I found out about this CA-4 afterwards and it made sense to me why they didn't bother stamping me into Honduras. As I said we were travelling on Australian passports and I don't know which other countries it applies to. It would not surprise me to find out that maybe US or Canadian citizens are exempt and allowed to stay for much longer periods than Oz passport holders (but it doesn't explain why they did stamp it in Nicaragua who are part of the same agreement??) who knows what rules they make up on the day.
As they mention above visa/customs rules change all the time.
Right if , as Lone Rider says , they changed the process at Tecate recently I am wrong .
I did cross from Guatemala to Honduras early April this year at Florido Copan and found the process no different from previous years , just the fee was a little bit les. But Florido is always a straightforward affair.As explained in a post elsewhere earlier last fall the CA4 agreement is primarily intended to ease the transit of citizens of those countries, not tourism .
I'll confirm that the banjercito in Tecate has vanished off the face of the earth....at least, that's what I was told at the border. Officials there told me I needed to go to Tijuana to clear my temporary import permit, but since I don't care for Tijuana I went to Mexicali a week or so later, after visiting friends and touring a bit in southern California.
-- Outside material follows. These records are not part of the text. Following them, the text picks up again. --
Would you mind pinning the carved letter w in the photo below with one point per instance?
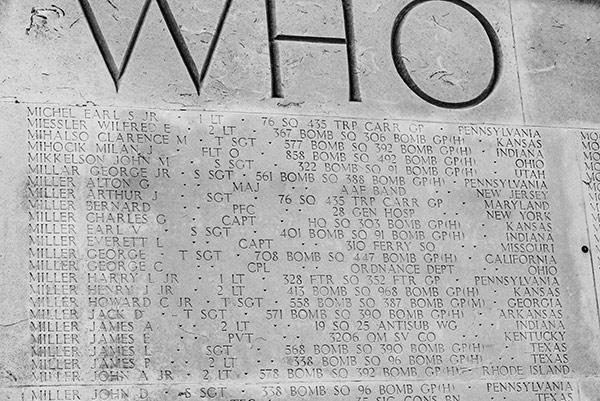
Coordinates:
(118, 72)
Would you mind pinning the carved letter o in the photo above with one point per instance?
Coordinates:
(403, 71)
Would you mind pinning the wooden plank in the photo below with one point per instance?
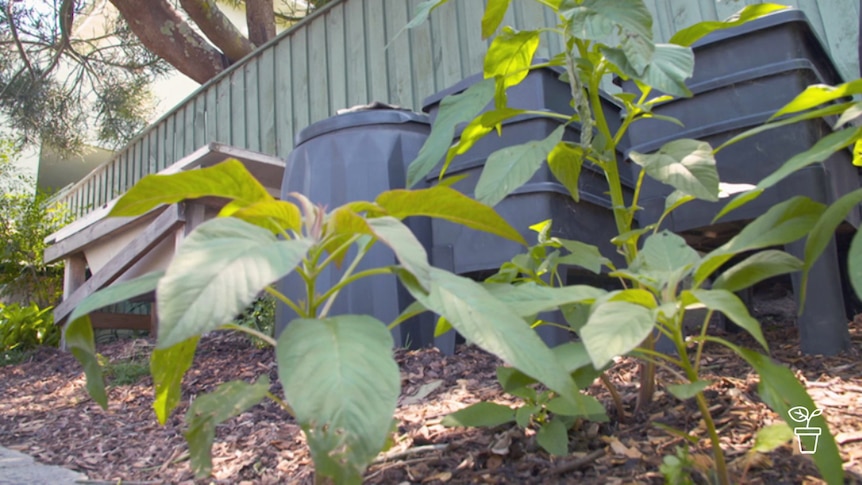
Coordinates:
(153, 152)
(356, 72)
(318, 71)
(532, 17)
(398, 59)
(299, 66)
(210, 118)
(336, 61)
(422, 57)
(91, 229)
(252, 111)
(375, 38)
(268, 100)
(447, 44)
(120, 321)
(284, 103)
(188, 121)
(165, 224)
(223, 113)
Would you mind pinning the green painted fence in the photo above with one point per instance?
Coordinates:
(339, 57)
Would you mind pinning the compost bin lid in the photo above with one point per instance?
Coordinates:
(375, 113)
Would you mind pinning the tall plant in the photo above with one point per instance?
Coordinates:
(663, 277)
(339, 377)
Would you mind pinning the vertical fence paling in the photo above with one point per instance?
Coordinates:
(350, 52)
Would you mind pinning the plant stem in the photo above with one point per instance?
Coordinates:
(615, 395)
(255, 333)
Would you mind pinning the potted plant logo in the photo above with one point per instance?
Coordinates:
(806, 436)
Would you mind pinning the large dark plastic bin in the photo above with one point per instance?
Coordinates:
(540, 90)
(356, 156)
(822, 325)
(742, 93)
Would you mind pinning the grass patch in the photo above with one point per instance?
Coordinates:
(14, 356)
(124, 372)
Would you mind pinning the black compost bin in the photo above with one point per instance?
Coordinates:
(823, 324)
(356, 156)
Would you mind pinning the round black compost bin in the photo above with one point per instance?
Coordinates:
(477, 254)
(349, 157)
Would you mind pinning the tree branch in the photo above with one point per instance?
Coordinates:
(13, 29)
(218, 28)
(161, 30)
(260, 18)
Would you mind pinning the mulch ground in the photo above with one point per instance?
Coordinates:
(45, 412)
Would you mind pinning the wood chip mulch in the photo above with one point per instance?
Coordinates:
(45, 412)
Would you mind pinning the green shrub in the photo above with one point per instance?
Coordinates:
(25, 327)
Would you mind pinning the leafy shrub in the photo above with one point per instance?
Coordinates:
(26, 327)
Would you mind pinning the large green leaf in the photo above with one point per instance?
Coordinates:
(229, 180)
(480, 415)
(168, 366)
(495, 327)
(615, 328)
(454, 110)
(783, 223)
(733, 308)
(78, 333)
(664, 260)
(495, 10)
(553, 437)
(208, 410)
(530, 298)
(756, 268)
(854, 264)
(409, 251)
(818, 94)
(342, 383)
(686, 165)
(510, 167)
(692, 34)
(823, 232)
(584, 255)
(668, 69)
(476, 130)
(565, 162)
(219, 270)
(821, 150)
(447, 203)
(780, 389)
(275, 215)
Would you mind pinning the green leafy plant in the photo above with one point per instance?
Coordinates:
(26, 327)
(259, 316)
(664, 277)
(340, 380)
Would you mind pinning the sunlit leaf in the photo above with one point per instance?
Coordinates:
(220, 268)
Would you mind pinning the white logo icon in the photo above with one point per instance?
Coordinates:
(806, 436)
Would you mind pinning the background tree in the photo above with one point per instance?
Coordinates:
(71, 68)
(25, 221)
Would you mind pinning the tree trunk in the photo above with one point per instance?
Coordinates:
(166, 34)
(218, 28)
(260, 18)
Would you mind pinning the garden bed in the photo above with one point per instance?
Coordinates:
(45, 412)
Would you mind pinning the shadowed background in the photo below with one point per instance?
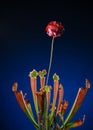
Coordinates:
(24, 46)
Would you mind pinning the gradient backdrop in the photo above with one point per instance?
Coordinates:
(24, 46)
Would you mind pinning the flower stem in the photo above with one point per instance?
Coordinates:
(51, 55)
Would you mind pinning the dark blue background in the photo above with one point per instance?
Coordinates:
(24, 46)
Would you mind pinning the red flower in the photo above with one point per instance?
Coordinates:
(54, 29)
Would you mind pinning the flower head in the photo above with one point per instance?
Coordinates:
(54, 29)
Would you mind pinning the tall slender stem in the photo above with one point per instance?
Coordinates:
(51, 55)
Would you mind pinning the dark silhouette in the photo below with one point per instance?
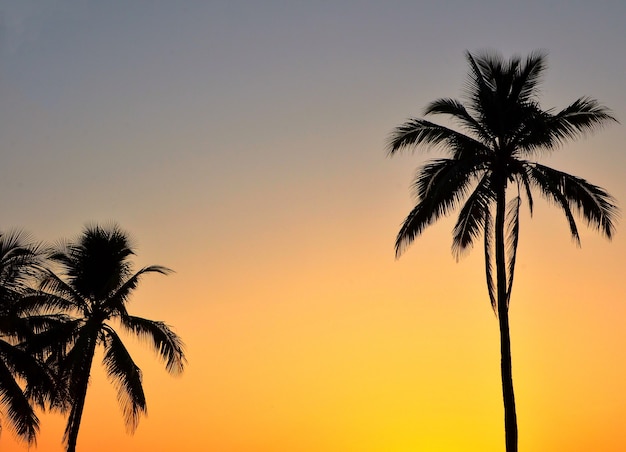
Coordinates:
(24, 380)
(503, 125)
(94, 287)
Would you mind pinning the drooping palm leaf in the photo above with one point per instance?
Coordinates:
(126, 377)
(163, 340)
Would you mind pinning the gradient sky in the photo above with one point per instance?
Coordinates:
(241, 143)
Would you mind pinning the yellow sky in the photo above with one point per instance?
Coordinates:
(243, 146)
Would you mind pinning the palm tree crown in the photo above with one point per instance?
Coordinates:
(94, 288)
(20, 373)
(501, 129)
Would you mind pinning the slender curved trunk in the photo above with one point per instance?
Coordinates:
(510, 417)
(78, 404)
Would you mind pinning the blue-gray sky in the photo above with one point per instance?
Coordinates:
(242, 143)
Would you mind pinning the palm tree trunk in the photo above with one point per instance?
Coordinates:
(78, 402)
(510, 417)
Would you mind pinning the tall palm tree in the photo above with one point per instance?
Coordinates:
(23, 379)
(94, 287)
(489, 168)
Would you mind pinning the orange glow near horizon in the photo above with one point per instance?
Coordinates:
(242, 144)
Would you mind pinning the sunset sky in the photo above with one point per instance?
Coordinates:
(242, 143)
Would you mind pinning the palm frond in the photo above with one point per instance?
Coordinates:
(126, 377)
(58, 294)
(164, 341)
(489, 241)
(419, 132)
(18, 411)
(512, 237)
(439, 186)
(116, 301)
(525, 85)
(544, 130)
(593, 203)
(471, 221)
(457, 111)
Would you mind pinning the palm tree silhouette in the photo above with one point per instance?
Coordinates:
(23, 379)
(486, 173)
(94, 288)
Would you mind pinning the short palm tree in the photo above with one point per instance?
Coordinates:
(94, 287)
(22, 377)
(489, 168)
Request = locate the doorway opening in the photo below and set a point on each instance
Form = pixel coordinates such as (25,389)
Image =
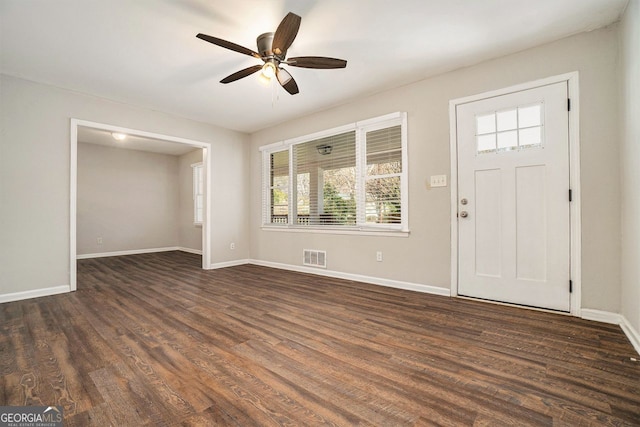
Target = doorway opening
(142,141)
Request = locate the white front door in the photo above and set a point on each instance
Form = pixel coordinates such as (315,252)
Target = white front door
(513,204)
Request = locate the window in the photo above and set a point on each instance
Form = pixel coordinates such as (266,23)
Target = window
(350,178)
(508,130)
(198,193)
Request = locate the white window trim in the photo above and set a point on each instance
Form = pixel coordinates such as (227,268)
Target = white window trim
(360,128)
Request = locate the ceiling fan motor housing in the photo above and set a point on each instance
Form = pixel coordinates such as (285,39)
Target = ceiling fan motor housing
(265,42)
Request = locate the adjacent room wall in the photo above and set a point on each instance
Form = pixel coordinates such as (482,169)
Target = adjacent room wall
(128,198)
(35,180)
(424,257)
(189,234)
(630,162)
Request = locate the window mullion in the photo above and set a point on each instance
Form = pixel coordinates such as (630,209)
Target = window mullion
(293,191)
(361,173)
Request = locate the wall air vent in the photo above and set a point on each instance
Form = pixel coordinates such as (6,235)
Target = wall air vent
(314,258)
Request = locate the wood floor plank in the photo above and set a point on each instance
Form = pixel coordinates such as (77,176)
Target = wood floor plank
(153,339)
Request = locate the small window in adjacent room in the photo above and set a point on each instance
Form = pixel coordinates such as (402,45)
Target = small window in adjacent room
(198,193)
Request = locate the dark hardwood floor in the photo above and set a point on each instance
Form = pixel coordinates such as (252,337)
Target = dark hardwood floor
(153,340)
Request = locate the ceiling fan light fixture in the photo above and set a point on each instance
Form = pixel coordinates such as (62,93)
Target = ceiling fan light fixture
(269,70)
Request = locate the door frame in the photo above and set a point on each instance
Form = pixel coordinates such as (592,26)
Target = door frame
(73,184)
(574,177)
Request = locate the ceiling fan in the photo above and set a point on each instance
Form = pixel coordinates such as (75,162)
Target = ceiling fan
(272,50)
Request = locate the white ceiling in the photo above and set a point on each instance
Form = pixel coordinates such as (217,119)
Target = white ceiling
(132,142)
(145,52)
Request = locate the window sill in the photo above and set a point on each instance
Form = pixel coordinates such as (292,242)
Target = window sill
(354,231)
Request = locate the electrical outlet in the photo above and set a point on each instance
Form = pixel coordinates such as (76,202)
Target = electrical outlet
(438,181)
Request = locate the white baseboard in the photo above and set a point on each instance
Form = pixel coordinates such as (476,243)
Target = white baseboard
(130,252)
(615,319)
(36,293)
(228,264)
(631,333)
(189,250)
(358,278)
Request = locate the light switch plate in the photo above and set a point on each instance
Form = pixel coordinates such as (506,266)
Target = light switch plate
(438,181)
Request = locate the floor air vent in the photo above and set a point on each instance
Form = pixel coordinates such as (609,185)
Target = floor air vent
(314,258)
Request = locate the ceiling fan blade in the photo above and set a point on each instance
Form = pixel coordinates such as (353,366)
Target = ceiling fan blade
(316,62)
(285,34)
(228,45)
(241,74)
(286,81)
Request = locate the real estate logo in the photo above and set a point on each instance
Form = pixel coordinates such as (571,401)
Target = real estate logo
(31,416)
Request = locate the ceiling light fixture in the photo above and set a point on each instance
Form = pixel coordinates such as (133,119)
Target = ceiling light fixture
(269,70)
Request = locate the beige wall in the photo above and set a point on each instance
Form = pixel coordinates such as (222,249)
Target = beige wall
(424,257)
(128,198)
(189,234)
(34,178)
(630,162)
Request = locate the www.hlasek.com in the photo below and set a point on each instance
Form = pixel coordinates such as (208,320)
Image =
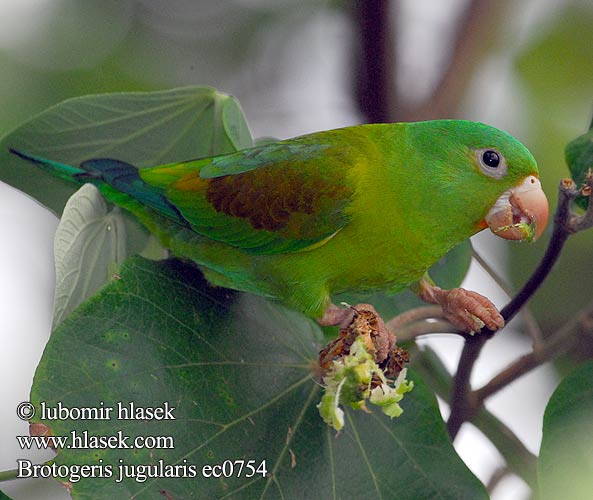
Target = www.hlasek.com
(75,440)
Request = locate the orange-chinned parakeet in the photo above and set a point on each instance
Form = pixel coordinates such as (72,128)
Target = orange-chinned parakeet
(352,209)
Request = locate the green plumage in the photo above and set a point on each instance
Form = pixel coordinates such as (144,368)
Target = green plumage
(352,209)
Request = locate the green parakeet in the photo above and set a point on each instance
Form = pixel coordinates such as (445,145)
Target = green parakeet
(353,209)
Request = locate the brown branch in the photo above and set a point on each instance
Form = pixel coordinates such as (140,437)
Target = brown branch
(532,326)
(561,341)
(464,404)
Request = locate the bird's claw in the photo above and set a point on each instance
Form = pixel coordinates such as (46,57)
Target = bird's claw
(469,311)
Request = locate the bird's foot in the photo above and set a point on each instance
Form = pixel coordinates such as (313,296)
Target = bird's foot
(469,311)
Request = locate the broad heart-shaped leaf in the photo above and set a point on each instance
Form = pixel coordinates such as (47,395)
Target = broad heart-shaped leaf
(565,464)
(142,128)
(239,372)
(448,272)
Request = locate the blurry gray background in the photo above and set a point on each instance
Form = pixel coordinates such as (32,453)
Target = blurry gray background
(299,66)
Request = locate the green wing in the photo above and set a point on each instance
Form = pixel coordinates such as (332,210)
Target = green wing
(281,197)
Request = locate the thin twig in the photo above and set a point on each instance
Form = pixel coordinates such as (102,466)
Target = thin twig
(498,475)
(375,81)
(561,341)
(463,403)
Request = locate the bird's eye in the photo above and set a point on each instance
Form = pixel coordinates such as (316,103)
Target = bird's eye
(492,163)
(491,158)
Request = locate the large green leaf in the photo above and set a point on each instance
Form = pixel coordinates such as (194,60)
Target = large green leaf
(565,465)
(240,373)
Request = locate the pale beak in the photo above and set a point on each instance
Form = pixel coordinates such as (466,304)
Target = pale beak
(521,213)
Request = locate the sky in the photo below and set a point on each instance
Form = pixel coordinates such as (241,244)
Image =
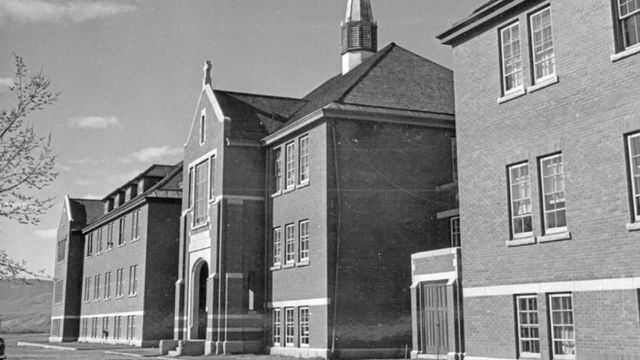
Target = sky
(130,72)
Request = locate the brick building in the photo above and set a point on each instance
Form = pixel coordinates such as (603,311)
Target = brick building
(547,134)
(301,214)
(121,263)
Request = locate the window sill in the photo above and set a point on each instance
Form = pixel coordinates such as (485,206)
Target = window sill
(565,235)
(521,241)
(543,84)
(625,53)
(515,94)
(633,226)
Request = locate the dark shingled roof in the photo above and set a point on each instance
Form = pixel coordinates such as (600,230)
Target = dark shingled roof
(254,116)
(392,78)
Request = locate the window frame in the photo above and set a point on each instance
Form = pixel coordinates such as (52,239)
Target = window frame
(552,325)
(535,79)
(545,222)
(503,74)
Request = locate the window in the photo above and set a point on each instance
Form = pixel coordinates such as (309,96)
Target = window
(628,13)
(277,170)
(119,282)
(200,208)
(107,285)
(542,45)
(290,170)
(520,200)
(303,229)
(96,288)
(454,223)
(276,327)
(122,226)
(304,159)
(290,241)
(135,225)
(62,246)
(553,194)
(511,58)
(110,236)
(57,291)
(277,246)
(304,326)
(562,328)
(87,288)
(289,319)
(528,332)
(634,172)
(89,244)
(133,280)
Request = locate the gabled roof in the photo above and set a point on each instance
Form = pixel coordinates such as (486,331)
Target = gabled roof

FWIW, the banjercito in Mexicali is at the crossing ±5 miles east of town, not the downtown one; this information would have saved me some time and trouble, had I known in advance. Basically, you lane split through the hours-long line of cars waiting to cross into the States, find the little banjercito booth in the middle of a parking lot just before the border itself, then lane-split some more and cut in front of the first car in the lineup at the booths. The uniformed immigration officer was so concerned that I had failed to lane split with maximum efficiency (he suggested riding on the right hand sidewalk the entire distance) that he neglected to do anything more ambitious than glancing quickly at my passport and waving me on.
Mexicali, Tijuana and northern Baja are famously involved in the current round of violence, but I never saw or felt anything out of place.
On my way south some months ago I crossed through Brownsville and Matamoros, another reportedly-scary place. No issues, no problems, clear signage through town, and a banjercito counter right there at the border.
Thanks Sjoerd. That's what fellow travellers have been telling me too. Just checking again as it might change with time and new political events.
It was such a plus not to have to leave this big deposit (with a 4wd especially), so South America made it an easier choice to start our tour.